Unfortunately both vector arguments in a shuffle have to be the same length, but I can also try using those for assembling the SMatrix (combine columns 1&2, 3&4, 5&6, grow 7, combine (1&2)&(3&4),…).

I’m also inclined to create my own SMatrix type, where the tuple length is a multiple of SIMD register width (ie, 4 or 8 depending on avx2 / avx512).
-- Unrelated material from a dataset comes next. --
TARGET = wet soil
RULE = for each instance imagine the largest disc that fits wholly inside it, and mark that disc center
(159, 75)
If we can’t liberally use the masked operations, they will be more efficient for most operations.


#8

Ok, WTF.

julia> a = @SVector rand(6*8); v = to_vec(a.data); @code_llvm identity(v)

; Function identity
; Location: operators.jl:475
define <48 x double> @julia_identity_35402(<48 x double>) {
top:
  ret <48 x double> %0
}
julia> a = @SVector rand(7*8); v = to_vec(a.data); @code_llvm identity(v)

; Function identity
; Location: operators.jl:475
define void @julia_identity_35397([56 x double]* noalias nocapture sret, [56 x double] addrspace(11)* nocapture nonnull readonly dereferenceable(448)) {
top:
  %2 = bitcast [56 x double]* %0 to i8*
  %3 = bitcast [56 x double] addrspace(11)* %1 to i8 addrspace(11)*
  call void @llvm.memcpy.p0i8.p11i8.i64(i8* %2, i8 addrspace(11)* %3, i64 448, i32 8, i1 false)
  ret void
}

I fail at finding the weird size limitation in either llvm langref or the barebones description of the julia native ABI.


#9

Note the docs: https://docs.julialang.org/en/v1/base/simd-types/

It has a special compilation rule: a homogeneous tuple of VecElement{T} maps to an LLVM vector type when T is a primitive bits type and the tuple length is in the set {2-6,8-10,16}.


#10

Ok, 7 also becomes an aggregate instead of a vector. This does not depend on the eltype, same for Bool, Float32, etc.